HR in Changing Times

HR in Changing Times

HR leaders from Delhi discussed the need for newer strategies to prepare for the future.

(L to R): Jagjit Singh, PwC India; Biplob Banerjee, Jubilant FoodWorks; P.K. Joshi, HPCL; Alokesh Bhattacharyya, Business Today; Gautam Anand, Bharti Airtel; and Lalit Bhagia, Myrefers.com
Team BT
  • Delhi,
  • Apr 16, 2016,
  • Updated Apr 20, 2016, 10:07 AM IST

March 9 was a Wednesday, but that did not stop a horde of HR executives making a beeline to Delhi's ITC Maurya, where the Business Today Knowledge Forum on Human Resources was being held, with panel discussions on two current and relevant subjects (a) The job crisis: Where will the jobs be if everything gets automated? (b) Talent acquisition: Changing environment, changing strategies.

The first topic started off with Siddhartha Singh, Senior Vice President and Head (BPO), NIIT Technologies, saying that till two years ago, people thought services would not get impacted by automation. "But two years ago, robotic process automation came in, which involves use of virtual robots, and 30-40 per cent of services jobs will get automated in the next three to four years."

Tapan Mitra, Chief Advisor, Apollo Tyres, said that new technologies and automation will certainly displace some jobs to some extent. "When we set up a new plant, we will obviously look at the best of machines. So, the manpower in our newer plant is one-third that of our older plant." At the same time, he pointed out that there are jobs done by unskilled labour, which continue despite the robotics and automation. Automating all processes also entails huge costs, he said.

Ajit Kumar, Head-HR, Philips India, said tremendous changes were happening in the healthcare industry, some of them in cardiovascular. Today, the number of heart surgeries has shot up exponentially compared to two decades ago, and much of this has to do with automation. But he has not seen major job loss happening because of automation.

Amit Kumar Srivastava, Head of Sales-India, SE Asia and Middle East, Bosch, said that the advancement of automation will bring to the fore new kinds of jobs. "For example, you will find the quality control department flooded with industrial scientists. If robots come, who is going to program and control the robots? So, you will have robot coordinators," he said, adding that there will also be products as a service, so a different kind of sales force will come in.

Nishchae Suri, Partner and Head-People and Change Advisory, KPMG in India, said the question was not about jobs, but the activities that come together to make a job. "In fact, research suggests that less than 5 per cent of the jobs in the US can be fully automated, and 45 per cent of the activities in 60 per cent of the jobs can get automated," he said.

(L to R): Nishchae Suri, KPMG in India; Amit Kumar Srivastava, Bosch; Ajit Kumar, Philips India; Goutam Das, Business Today; Tapan Mitra, Apollo Tyres; and Siddhartha Singh, NIIT Technologies

The second discussion, on talent acquisition strategies in a changing environment, began with Jagjit Singh, Chief People Officer, PwC India, saying that the way HR hires, evaluates performance and develops people, is undergoing a huge transformation and that hiring will not remain the way it is today. "Contingent hiring models will become very evolved," he said, adding that as per an internal forecast, not more than 60 per cent of the people at PwC India will be on its rolls by 2025.

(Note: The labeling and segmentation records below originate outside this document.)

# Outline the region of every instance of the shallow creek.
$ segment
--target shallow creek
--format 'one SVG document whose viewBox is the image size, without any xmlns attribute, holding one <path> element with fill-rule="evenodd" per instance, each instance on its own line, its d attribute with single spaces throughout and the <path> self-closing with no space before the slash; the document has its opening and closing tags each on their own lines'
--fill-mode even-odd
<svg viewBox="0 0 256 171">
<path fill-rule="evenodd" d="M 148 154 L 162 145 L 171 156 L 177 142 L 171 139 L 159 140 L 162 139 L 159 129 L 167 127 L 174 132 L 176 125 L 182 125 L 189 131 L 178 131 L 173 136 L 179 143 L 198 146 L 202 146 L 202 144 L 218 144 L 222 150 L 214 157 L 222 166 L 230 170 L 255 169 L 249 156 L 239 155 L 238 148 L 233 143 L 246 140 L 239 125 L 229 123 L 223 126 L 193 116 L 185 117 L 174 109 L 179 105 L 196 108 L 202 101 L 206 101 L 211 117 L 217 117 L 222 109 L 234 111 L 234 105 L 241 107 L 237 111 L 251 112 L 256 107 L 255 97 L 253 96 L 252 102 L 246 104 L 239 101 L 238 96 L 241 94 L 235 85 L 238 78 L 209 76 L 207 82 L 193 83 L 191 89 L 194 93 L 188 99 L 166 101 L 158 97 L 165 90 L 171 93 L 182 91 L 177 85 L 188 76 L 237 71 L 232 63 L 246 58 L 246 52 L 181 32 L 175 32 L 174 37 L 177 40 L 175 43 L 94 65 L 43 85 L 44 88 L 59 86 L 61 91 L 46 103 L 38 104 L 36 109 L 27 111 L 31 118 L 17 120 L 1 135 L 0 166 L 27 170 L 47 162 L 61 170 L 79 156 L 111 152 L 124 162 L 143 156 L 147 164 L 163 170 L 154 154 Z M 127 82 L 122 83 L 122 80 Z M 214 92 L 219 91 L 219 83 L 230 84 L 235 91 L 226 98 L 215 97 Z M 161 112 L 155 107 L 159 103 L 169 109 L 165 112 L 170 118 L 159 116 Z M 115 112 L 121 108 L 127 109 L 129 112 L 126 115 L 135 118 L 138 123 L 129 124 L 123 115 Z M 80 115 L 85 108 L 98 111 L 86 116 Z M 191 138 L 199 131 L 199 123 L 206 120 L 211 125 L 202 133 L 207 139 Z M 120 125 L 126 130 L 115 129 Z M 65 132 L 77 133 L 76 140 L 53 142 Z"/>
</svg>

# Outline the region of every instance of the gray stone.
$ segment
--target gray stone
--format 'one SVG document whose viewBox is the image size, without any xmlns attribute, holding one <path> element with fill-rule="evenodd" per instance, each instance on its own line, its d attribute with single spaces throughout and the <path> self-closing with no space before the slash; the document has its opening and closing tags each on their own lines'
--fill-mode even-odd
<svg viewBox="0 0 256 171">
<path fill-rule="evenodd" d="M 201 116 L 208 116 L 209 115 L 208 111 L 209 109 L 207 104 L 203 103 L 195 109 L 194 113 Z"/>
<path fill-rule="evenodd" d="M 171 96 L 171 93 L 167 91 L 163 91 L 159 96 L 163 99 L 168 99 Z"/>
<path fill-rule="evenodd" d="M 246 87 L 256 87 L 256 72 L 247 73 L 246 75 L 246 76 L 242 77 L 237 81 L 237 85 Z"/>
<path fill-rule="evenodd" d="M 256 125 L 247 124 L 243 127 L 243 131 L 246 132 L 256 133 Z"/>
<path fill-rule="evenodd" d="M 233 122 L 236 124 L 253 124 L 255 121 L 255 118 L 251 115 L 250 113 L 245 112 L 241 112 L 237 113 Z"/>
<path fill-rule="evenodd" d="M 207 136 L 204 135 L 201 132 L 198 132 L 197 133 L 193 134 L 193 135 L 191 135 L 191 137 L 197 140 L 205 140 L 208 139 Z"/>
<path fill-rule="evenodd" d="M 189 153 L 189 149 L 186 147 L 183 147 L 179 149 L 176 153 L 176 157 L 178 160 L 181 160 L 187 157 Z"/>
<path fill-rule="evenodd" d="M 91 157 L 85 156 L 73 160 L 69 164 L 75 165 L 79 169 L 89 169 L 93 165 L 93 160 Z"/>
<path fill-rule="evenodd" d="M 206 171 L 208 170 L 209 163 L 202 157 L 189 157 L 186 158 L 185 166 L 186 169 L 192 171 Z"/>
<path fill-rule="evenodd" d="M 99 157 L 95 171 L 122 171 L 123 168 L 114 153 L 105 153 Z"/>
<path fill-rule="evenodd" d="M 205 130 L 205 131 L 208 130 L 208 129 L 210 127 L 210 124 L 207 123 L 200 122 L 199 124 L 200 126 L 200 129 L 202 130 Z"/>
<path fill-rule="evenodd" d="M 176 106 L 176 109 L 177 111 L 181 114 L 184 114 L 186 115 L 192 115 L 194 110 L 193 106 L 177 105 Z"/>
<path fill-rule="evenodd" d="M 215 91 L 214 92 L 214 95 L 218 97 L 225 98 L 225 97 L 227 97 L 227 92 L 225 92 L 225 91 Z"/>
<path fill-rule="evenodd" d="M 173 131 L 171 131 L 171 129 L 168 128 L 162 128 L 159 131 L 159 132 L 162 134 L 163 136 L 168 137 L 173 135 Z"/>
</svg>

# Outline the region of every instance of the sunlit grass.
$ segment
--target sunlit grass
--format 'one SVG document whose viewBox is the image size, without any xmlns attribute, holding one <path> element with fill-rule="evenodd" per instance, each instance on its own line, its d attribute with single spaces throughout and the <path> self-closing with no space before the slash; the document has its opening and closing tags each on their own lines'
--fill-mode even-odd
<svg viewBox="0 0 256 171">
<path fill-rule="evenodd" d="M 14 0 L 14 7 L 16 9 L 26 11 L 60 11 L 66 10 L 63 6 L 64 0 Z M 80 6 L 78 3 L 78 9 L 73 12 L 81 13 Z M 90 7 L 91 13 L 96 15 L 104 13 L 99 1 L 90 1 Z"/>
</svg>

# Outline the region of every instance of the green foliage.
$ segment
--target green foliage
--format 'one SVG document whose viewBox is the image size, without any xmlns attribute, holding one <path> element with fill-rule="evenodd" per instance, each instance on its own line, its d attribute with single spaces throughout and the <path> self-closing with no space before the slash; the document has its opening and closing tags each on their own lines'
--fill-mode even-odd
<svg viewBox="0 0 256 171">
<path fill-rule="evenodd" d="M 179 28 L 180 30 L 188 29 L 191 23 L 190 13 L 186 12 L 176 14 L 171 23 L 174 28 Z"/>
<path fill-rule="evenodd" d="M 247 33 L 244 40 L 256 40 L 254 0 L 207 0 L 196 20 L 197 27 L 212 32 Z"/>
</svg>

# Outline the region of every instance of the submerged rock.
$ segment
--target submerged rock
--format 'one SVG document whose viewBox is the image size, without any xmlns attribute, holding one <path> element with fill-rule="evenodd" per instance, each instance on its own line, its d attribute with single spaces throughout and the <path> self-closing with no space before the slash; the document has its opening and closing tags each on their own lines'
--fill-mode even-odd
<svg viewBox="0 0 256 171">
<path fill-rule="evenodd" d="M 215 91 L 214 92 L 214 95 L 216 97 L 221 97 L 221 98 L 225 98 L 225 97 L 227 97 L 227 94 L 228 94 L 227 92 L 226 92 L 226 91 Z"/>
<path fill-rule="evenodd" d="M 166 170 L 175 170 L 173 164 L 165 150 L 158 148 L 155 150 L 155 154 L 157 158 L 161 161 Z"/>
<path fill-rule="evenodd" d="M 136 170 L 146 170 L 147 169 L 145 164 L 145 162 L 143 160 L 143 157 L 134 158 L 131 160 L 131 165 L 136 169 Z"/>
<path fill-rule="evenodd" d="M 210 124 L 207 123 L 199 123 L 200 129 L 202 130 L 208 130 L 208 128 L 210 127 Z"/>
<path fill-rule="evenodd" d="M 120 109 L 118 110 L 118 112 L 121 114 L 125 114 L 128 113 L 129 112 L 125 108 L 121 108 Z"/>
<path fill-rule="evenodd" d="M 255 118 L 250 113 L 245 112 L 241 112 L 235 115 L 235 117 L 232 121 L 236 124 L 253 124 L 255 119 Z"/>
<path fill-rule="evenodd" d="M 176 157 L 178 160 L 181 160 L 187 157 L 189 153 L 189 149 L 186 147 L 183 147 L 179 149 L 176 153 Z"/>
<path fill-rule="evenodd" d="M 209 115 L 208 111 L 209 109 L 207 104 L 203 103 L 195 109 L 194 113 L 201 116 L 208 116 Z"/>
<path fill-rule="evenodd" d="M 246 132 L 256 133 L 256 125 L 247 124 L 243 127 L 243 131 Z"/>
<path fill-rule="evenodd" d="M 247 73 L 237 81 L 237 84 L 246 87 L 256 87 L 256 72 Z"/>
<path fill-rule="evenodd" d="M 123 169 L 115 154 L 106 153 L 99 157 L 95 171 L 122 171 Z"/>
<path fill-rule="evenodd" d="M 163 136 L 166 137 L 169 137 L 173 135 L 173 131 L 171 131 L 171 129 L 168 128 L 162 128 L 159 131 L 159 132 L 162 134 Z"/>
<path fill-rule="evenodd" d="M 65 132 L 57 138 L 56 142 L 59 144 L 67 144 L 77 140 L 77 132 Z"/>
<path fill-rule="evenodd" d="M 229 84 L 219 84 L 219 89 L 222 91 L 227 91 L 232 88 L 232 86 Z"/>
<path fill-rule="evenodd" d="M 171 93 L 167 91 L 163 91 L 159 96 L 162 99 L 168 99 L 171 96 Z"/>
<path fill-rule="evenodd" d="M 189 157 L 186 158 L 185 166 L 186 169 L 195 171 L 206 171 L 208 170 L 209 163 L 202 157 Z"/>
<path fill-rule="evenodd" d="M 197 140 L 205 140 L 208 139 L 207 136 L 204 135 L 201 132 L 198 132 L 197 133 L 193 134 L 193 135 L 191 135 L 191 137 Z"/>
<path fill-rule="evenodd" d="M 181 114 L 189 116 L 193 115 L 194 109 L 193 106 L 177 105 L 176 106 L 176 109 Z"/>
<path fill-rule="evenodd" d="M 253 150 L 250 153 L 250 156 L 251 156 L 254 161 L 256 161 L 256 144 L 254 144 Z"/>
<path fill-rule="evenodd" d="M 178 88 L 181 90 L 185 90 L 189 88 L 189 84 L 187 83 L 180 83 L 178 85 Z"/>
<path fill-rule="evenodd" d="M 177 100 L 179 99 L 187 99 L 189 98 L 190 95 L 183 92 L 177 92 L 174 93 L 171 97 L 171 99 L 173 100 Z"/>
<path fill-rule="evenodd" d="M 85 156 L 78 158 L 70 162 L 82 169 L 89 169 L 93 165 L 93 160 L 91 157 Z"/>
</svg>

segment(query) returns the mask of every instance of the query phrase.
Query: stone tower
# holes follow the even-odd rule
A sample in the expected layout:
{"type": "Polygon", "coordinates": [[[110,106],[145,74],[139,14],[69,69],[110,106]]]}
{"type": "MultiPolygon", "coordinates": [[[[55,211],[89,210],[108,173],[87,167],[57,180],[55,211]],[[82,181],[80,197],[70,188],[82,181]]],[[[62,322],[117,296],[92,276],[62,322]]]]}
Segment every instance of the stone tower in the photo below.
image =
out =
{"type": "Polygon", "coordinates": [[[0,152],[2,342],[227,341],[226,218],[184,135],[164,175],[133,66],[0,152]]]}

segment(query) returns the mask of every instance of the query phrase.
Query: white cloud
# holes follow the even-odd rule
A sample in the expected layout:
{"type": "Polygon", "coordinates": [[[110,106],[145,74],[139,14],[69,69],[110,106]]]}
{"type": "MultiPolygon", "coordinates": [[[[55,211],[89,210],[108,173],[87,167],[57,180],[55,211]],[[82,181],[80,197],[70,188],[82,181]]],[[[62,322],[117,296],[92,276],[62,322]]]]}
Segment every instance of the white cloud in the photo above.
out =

Biplob Banerjee, Executive Vice President - HR and CSR, Jubilant FoodWorks, said that talent acquisition has to be seen from a broader definition. "There are multiple issues and dimensions in this topic," he said. "With technology and multiple generations working together, it is going to be a challenge for every organisation in terms of how it is looking at preparing for the future."

P.K. Joshi, Director-HR, HPCL, said that talent is very different from what we are looking at. "Talent is innate, inborn in a person. So, the right word to my mind would be talent invitation," he said, adding that HR needs to look at hiring as an integral part of the entire HR ecosystem.

Gautam Anand, Senior Vice President-HR, Bharti Airtel, remarked that talent acquisition is not the role of HR. "Talent acquisition is actually the role of everybody," he said. He believes that if the business leader has not played a role in getting talent in, then "it is a little bit of a recipe for disaster". He also said that people are measuring where they will work with the maximum impact they can make in the shortest time, which also impacts hiring strategy.

Lalit Bhagia, Karma Officer, Founder and CEO, Myrefers.com, agreed with Anand in that hiring is not the sole preserve of HR, and that we are in this speed-dating and gig economy where people are very picky about where and how long they want to work. "And here we are, trying to hire these people using very traditional means," he said. So, the challenge is to crack the right hiring strategy for these modern times.

The event was sponsored by SRM University.